Rachel Mitchell Blows Holes in Christine Blasey Ford’s Allegation

By Emily Ward | October 3, 2018 | 7:06pm EDT
Dr. Christine Blasey Ford (Screenshot)

(CNSNews.com) - Prosecutor Rachel Mitchell identified many inconsistencies in Dr. Christine Blasey Ford’s sexual assault allegations against Supreme Court nominee Judge Brett Kavanaugh, which she described in a Sept. 30 letter to Senate Republicans.

“I do not think that a reasonable prosecutor would bring this case based on the evidence before the Committee,” Mitchell wrote. “Nor do I believe that this evidence is sufficient to satisfy the preponderance-of-the-evidence standard.”

Ford accused Judge Kavanaugh of groping her at a party when the two were in high school 36 years ago.
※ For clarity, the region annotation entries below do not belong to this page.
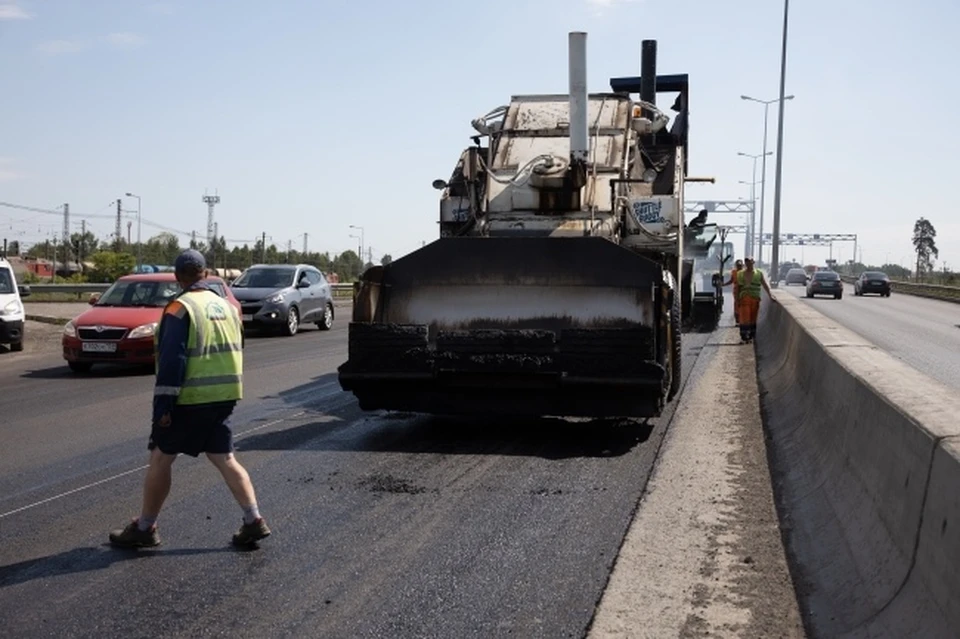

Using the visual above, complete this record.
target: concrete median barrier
[757,292,960,637]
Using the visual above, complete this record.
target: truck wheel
[283,306,300,337]
[667,293,683,402]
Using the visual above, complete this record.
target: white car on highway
[0,257,30,351]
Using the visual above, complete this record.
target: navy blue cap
[173,249,207,273]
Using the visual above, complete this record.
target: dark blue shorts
[147,402,242,457]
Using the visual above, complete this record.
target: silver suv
[230,264,333,335]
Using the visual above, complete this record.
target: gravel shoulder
[589,327,805,638]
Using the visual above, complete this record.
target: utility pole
[51,234,57,284]
[63,204,70,263]
[210,222,220,272]
[350,224,366,262]
[127,192,143,273]
[116,198,123,253]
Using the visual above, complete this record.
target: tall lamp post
[770,0,790,286]
[127,193,143,273]
[740,95,794,262]
[350,224,367,264]
[737,151,773,257]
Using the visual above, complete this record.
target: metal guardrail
[26,283,353,299]
[840,275,960,304]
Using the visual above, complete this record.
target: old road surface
[780,282,960,389]
[0,306,802,638]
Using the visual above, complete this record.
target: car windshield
[97,280,180,308]
[233,267,297,288]
[0,266,13,295]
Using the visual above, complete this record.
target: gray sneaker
[233,517,270,546]
[110,519,160,548]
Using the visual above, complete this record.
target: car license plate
[82,342,117,353]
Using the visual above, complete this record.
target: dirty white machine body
[339,33,688,417]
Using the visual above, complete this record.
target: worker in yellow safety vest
[110,249,270,547]
[723,260,743,326]
[737,257,776,343]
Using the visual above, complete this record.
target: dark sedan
[807,271,843,299]
[853,271,890,297]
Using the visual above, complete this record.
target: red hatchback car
[62,273,240,373]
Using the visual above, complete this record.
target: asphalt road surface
[0,320,736,637]
[780,282,960,388]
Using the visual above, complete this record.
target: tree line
[8,231,391,282]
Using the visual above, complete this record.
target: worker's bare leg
[207,453,257,508]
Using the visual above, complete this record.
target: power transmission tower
[203,193,220,246]
[63,204,70,263]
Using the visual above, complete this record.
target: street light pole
[350,224,367,264]
[737,151,773,257]
[127,193,143,273]
[740,95,794,263]
[770,0,790,286]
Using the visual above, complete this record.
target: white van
[0,257,30,351]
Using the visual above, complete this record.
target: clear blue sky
[0,0,960,269]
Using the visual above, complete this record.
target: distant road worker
[110,250,270,547]
[737,257,775,343]
[723,260,743,326]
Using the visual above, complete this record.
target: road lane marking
[0,411,306,519]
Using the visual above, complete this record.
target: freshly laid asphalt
[0,318,710,637]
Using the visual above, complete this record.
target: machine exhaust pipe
[569,31,590,164]
[640,40,657,118]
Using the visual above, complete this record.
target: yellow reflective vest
[737,269,763,299]
[154,290,243,405]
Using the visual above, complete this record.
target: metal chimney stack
[569,31,590,163]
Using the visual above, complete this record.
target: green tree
[913,217,940,281]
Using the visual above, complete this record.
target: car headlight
[0,300,23,315]
[127,322,159,339]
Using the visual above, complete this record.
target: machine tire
[317,303,333,331]
[283,306,300,337]
[667,292,683,402]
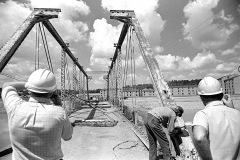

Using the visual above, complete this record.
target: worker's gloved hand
[50,91,62,105]
[71,122,76,127]
[169,127,182,136]
[222,94,234,108]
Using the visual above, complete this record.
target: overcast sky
[0,0,240,89]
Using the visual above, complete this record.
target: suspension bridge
[0,8,198,159]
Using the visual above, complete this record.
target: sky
[0,0,240,89]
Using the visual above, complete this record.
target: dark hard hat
[176,106,184,114]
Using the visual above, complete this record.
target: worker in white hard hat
[193,77,240,160]
[2,69,73,160]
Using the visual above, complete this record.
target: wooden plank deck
[62,103,148,160]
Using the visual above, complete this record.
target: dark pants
[145,114,171,160]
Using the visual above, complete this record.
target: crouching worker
[145,106,183,160]
[2,69,73,160]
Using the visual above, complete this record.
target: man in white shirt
[2,69,73,160]
[193,77,240,160]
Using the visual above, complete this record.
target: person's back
[200,101,240,160]
[2,69,73,160]
[9,98,71,159]
[193,77,240,160]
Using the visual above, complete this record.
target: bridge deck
[62,102,148,160]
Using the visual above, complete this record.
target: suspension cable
[39,24,53,72]
[35,25,40,70]
[41,23,54,73]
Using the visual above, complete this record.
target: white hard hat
[198,77,223,95]
[25,69,57,93]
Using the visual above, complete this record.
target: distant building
[169,85,197,96]
[89,93,103,100]
[123,88,140,97]
[100,89,107,100]
[218,74,240,95]
[140,88,155,97]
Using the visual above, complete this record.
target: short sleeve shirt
[148,107,176,132]
[2,86,73,160]
[193,101,240,160]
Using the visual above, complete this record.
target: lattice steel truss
[61,48,66,108]
[71,62,77,110]
[117,48,123,110]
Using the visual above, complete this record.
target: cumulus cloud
[183,0,239,48]
[89,0,165,67]
[89,18,121,58]
[155,51,219,71]
[222,42,240,55]
[102,0,165,38]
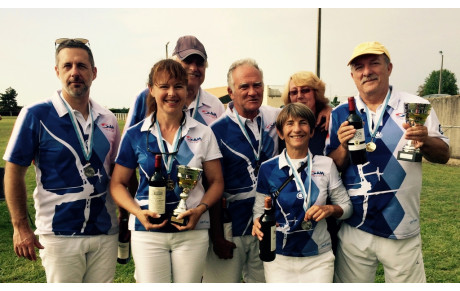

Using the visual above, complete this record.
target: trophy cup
[398,103,431,162]
[171,165,203,226]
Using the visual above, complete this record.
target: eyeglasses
[289,88,313,96]
[54,37,90,49]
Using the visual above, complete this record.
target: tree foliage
[0,87,19,115]
[417,69,458,96]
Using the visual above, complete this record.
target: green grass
[0,117,460,283]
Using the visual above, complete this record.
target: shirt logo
[101,123,115,132]
[265,122,275,130]
[311,171,324,177]
[201,109,217,119]
[185,135,201,143]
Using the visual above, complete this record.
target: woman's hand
[252,217,264,240]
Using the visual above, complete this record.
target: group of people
[4,36,450,283]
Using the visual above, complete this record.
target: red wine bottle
[149,155,166,224]
[347,97,367,165]
[222,197,233,242]
[117,218,131,265]
[259,196,276,262]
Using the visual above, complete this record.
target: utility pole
[166,41,169,58]
[316,8,321,78]
[438,51,444,94]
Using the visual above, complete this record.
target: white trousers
[131,229,209,283]
[203,235,265,283]
[40,234,118,283]
[334,223,426,283]
[264,250,334,283]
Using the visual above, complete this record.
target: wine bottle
[222,197,233,242]
[347,97,367,165]
[117,218,131,265]
[259,196,276,262]
[149,155,166,224]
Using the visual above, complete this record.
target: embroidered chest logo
[101,123,115,132]
[201,110,217,119]
[185,135,202,143]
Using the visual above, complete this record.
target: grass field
[0,117,460,283]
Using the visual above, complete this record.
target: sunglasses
[54,37,90,48]
[289,88,313,96]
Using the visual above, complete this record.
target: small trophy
[398,103,431,162]
[171,165,203,226]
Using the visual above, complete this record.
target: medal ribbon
[192,89,200,119]
[59,94,94,163]
[285,151,311,212]
[364,87,392,142]
[155,120,182,175]
[235,110,264,168]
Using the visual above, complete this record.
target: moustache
[361,75,378,85]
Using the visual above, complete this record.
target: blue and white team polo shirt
[254,150,352,257]
[211,102,281,236]
[116,114,222,232]
[125,87,225,131]
[3,91,120,236]
[325,90,449,239]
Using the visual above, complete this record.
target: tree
[417,69,458,96]
[0,87,19,116]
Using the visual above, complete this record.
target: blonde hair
[281,71,329,114]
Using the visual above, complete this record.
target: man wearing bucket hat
[125,35,225,129]
[326,42,450,283]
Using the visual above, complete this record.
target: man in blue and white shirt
[325,42,450,283]
[203,59,281,283]
[3,39,120,283]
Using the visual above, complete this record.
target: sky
[0,0,460,108]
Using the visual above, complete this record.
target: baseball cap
[173,35,208,61]
[347,41,390,66]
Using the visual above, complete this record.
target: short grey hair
[227,58,264,91]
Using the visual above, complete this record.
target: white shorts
[39,234,118,283]
[334,223,426,283]
[131,229,209,283]
[203,235,265,283]
[264,250,334,283]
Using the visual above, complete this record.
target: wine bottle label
[149,187,166,215]
[118,242,129,260]
[270,225,276,252]
[348,128,366,151]
[224,222,233,242]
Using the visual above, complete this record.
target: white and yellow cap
[347,41,391,66]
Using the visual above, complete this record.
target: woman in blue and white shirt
[110,59,223,283]
[253,103,352,283]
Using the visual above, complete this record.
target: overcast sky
[0,2,460,108]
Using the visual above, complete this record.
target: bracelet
[196,202,209,211]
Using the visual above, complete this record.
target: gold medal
[83,163,96,178]
[166,176,174,191]
[300,220,313,230]
[366,141,377,153]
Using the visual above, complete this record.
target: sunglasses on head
[289,88,313,96]
[54,37,89,48]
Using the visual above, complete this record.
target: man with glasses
[3,39,120,283]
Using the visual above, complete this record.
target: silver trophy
[398,103,431,162]
[171,165,203,226]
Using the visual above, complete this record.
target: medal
[83,163,96,178]
[59,94,96,178]
[166,175,174,191]
[366,141,377,153]
[300,220,313,230]
[254,161,260,177]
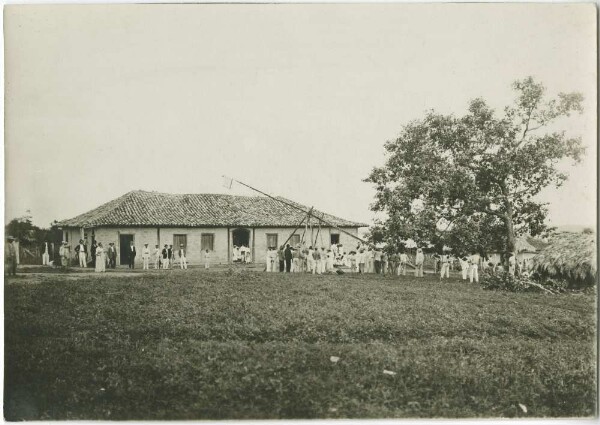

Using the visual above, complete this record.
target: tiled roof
[59,190,367,227]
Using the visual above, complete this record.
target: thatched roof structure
[533,232,597,284]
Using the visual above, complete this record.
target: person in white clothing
[42,241,50,266]
[177,244,187,270]
[75,239,87,268]
[469,252,481,283]
[325,245,335,272]
[415,248,425,277]
[204,249,210,269]
[265,247,272,272]
[142,243,150,270]
[154,244,160,269]
[440,254,450,280]
[458,256,469,280]
[398,251,408,276]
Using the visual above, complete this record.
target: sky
[4,4,597,227]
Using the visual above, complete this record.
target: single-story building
[58,190,367,264]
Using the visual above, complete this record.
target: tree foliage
[365,77,584,251]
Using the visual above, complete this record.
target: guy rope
[223,176,367,244]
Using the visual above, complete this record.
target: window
[173,235,187,252]
[289,235,300,247]
[267,233,278,248]
[200,233,215,251]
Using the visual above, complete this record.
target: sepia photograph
[3,3,598,422]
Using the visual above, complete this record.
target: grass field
[4,269,596,420]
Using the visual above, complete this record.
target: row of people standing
[54,240,211,272]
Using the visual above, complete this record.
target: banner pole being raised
[223,176,367,243]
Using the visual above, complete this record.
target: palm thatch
[533,232,597,284]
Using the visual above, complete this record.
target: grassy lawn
[4,269,596,420]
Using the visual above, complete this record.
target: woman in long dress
[96,242,106,273]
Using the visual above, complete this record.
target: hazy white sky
[5,4,596,226]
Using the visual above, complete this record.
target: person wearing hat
[167,245,175,268]
[129,241,137,269]
[177,244,187,270]
[142,243,150,270]
[5,236,17,276]
[75,239,87,268]
[90,239,98,268]
[162,244,169,269]
[42,240,52,266]
[440,251,450,280]
[106,242,117,269]
[154,244,160,269]
[94,242,106,273]
[415,248,425,277]
[58,241,69,268]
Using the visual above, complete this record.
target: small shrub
[480,272,566,292]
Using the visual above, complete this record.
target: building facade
[59,191,366,264]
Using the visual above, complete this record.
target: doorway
[231,229,250,248]
[119,235,133,265]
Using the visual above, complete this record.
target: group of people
[51,239,211,273]
[265,243,423,276]
[58,239,119,272]
[265,240,527,283]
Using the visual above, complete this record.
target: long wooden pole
[223,176,367,243]
[283,216,308,246]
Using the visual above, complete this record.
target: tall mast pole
[223,176,367,243]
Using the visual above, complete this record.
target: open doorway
[231,229,250,248]
[119,235,133,265]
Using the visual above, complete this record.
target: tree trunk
[504,202,517,253]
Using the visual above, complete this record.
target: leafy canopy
[365,77,584,255]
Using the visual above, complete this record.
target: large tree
[365,77,584,252]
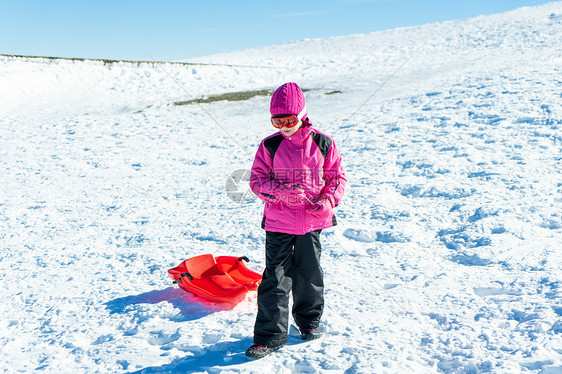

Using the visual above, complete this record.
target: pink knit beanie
[269,82,307,119]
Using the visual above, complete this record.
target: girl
[246,83,347,358]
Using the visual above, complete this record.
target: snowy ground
[0,2,562,374]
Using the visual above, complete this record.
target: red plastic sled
[168,254,261,301]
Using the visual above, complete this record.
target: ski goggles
[271,114,299,129]
[271,107,306,129]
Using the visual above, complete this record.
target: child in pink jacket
[246,83,347,358]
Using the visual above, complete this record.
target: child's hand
[306,198,332,218]
[276,185,308,205]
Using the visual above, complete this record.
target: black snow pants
[254,230,324,346]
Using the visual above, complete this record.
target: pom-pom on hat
[269,82,307,120]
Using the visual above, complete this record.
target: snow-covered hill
[0,2,562,373]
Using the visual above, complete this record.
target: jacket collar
[279,118,313,142]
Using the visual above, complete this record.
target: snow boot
[301,329,321,340]
[246,344,284,359]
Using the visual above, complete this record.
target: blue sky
[0,0,550,61]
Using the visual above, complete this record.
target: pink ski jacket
[250,123,347,235]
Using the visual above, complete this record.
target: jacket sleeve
[250,141,280,202]
[321,141,347,208]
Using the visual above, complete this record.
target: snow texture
[0,2,562,374]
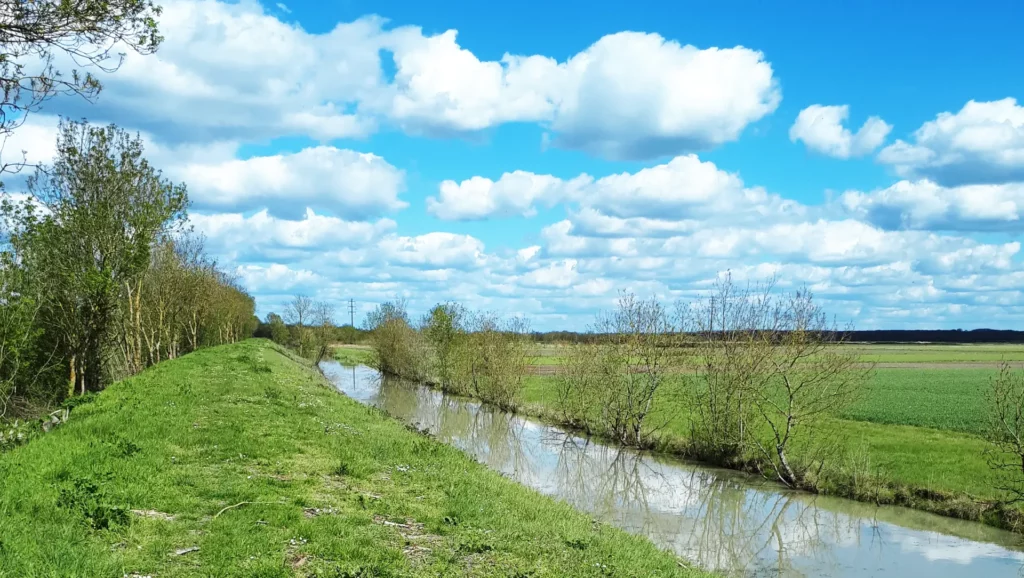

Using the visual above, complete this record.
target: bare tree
[366,298,423,379]
[312,301,335,366]
[422,302,468,390]
[285,295,313,327]
[986,362,1024,503]
[679,274,775,463]
[459,314,529,411]
[0,0,163,173]
[694,277,871,486]
[596,293,678,445]
[555,343,613,434]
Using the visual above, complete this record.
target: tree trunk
[68,356,78,398]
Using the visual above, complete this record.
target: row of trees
[366,299,530,411]
[0,120,256,417]
[256,295,342,365]
[367,277,870,486]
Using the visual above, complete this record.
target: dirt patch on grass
[374,515,442,563]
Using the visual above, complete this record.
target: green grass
[334,345,373,367]
[523,369,998,510]
[842,369,997,434]
[0,340,699,578]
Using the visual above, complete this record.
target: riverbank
[336,349,1024,533]
[0,340,702,578]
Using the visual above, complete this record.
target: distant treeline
[253,313,370,344]
[531,329,1024,343]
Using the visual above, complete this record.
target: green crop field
[842,369,997,434]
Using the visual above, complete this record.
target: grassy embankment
[339,344,1024,531]
[0,340,700,578]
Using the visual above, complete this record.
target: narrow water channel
[322,362,1024,578]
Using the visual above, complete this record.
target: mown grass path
[0,340,701,578]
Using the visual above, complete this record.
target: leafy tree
[5,120,187,393]
[423,303,467,390]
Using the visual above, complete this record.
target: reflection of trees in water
[555,435,659,522]
[555,436,872,576]
[687,472,861,576]
[377,379,531,483]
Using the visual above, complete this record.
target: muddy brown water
[322,362,1024,578]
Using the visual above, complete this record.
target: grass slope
[0,340,700,578]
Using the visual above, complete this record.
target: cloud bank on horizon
[6,0,1024,329]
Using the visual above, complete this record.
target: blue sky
[15,0,1024,329]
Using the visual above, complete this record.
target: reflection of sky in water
[324,363,1024,578]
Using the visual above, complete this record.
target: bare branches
[687,276,870,486]
[0,0,163,173]
[986,362,1024,503]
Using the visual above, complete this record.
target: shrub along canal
[321,362,1024,578]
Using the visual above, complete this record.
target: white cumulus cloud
[840,179,1024,232]
[879,98,1024,187]
[174,147,408,218]
[790,105,892,159]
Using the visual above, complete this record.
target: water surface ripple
[322,362,1024,578]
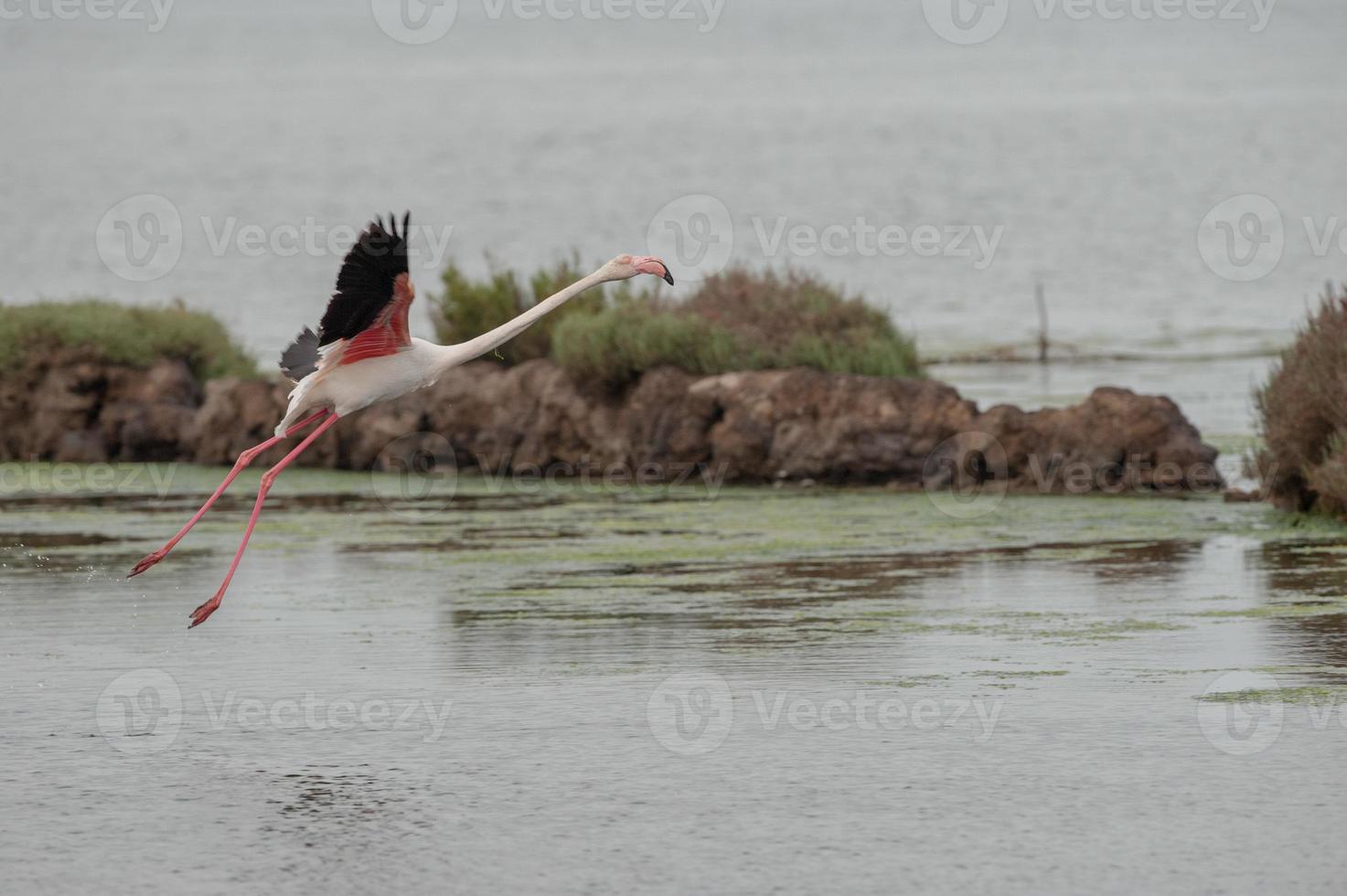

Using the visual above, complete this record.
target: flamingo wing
[280,213,416,381]
[318,213,416,364]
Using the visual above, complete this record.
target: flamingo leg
[187,413,338,628]
[126,410,327,578]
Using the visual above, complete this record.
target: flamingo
[126,213,674,628]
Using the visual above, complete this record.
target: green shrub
[0,299,257,379]
[1254,287,1347,516]
[435,259,922,388]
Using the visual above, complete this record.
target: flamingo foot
[126,549,168,578]
[187,592,224,628]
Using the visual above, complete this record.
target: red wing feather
[318,214,415,364]
[341,273,416,364]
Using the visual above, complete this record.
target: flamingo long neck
[439,268,613,370]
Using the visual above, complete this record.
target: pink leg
[126,411,327,578]
[187,413,338,628]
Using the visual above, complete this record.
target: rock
[0,353,1221,493]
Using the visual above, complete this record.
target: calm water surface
[0,0,1347,434]
[0,467,1347,893]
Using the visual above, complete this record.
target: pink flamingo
[126,213,674,628]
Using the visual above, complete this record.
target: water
[0,0,1347,435]
[0,0,1347,893]
[0,467,1347,893]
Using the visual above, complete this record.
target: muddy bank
[0,353,1219,492]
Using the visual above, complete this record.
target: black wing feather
[318,211,411,347]
[280,326,318,383]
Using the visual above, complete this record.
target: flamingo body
[128,214,674,628]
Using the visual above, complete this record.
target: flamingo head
[604,255,674,285]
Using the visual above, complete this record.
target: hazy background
[0,0,1347,432]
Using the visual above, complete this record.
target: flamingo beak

Judge Kavanaugh vehemently denied the allegation.

In the letter, Mitchell, who represented Senate Republicans in her questioning of Ford at the Senate Judiciary Committee hearing last Thursday, Sept. 27, offered her analysis of Ford’s case from a legal perspective.



“In the legal context, here is my bottom line: A ‘he said, she said’ case is incredibly difficult to prove. But this case is even weaker than that,” Mitchell wrote.

She outlined 10 different problems with Ford’s allegations and provided specific details to support each.

“Dr. Ford has not offered a consistent account of when the alleged assault happened,” Mitchell wrote, adding that Ford’s descriptions of the timing of the account varied.

For example, Ford told the Washington Post in a text that the assault happened in the “mid 1980s,” but told Sen. Dianne Feinstein (D-Calif.) that it happened in the “early 80s.” Then, in a Sept. 16 article in the Washington Post, Ford alleged that the assault took place in the “summer of 1982.”

“Dr. Ford failed to explain how she was suddenly able to narrow the timeframe to a particular season and particular year,” Mitchell wrote.

She also pointed out that Ford has not provided any corroborating witnesses.

“Dr. Ford’s account of the alleged assault has not been corroborated by anyone she identified as having attended – including her lifelong friend,” Mitchell wrote.

Mitchell questioned Ford’s alleged fear of flying and her described symptoms of anxiety, claustrophobia and post-traumatic stress disorder (PTSD).

“Dr. Ford’s description of the psychological impact of the event raises questions,” Mitchell wrote.

“The date of the hearing was delayed because the Committee was informed that her symptoms prevent her from flying. But she agreed during her testimony that she flies ‘fairly frequently’ for [her] hobbies and… work,’” Mitchell added.

In addition, Mitchell noted that Dr. Ford “struggled to identify Judge Kavanaugh as the assailant by name,” “changed her description of the incident” when speaking with her husband, “has no memory of key details of the night in question,” “has not offered a consistent account of the alleged assault,” “has struggled to recall important recent events relating to her allegations” and “refused to provide any of her therapy notes to the Committee.”

Finally, Mitchell argued that “the activities of congressional Democrats and Dr. Ford’s attorneys likely affected Dr. Ford’s account” and provided a timeline to back up her claim.

In the letter, Mitchell explained her approach to the job of questioning Ford, emphasizing that she is an expert in the legal world, not the political one.

“There is no clear standard of proof for allegations made during the Senate’s confirmation process. But the world in which I work is the legal world, not the political world. Thus, I can only provide my assessment of Dr. Ford’s allegations in that legal context,” Mitchell wrote.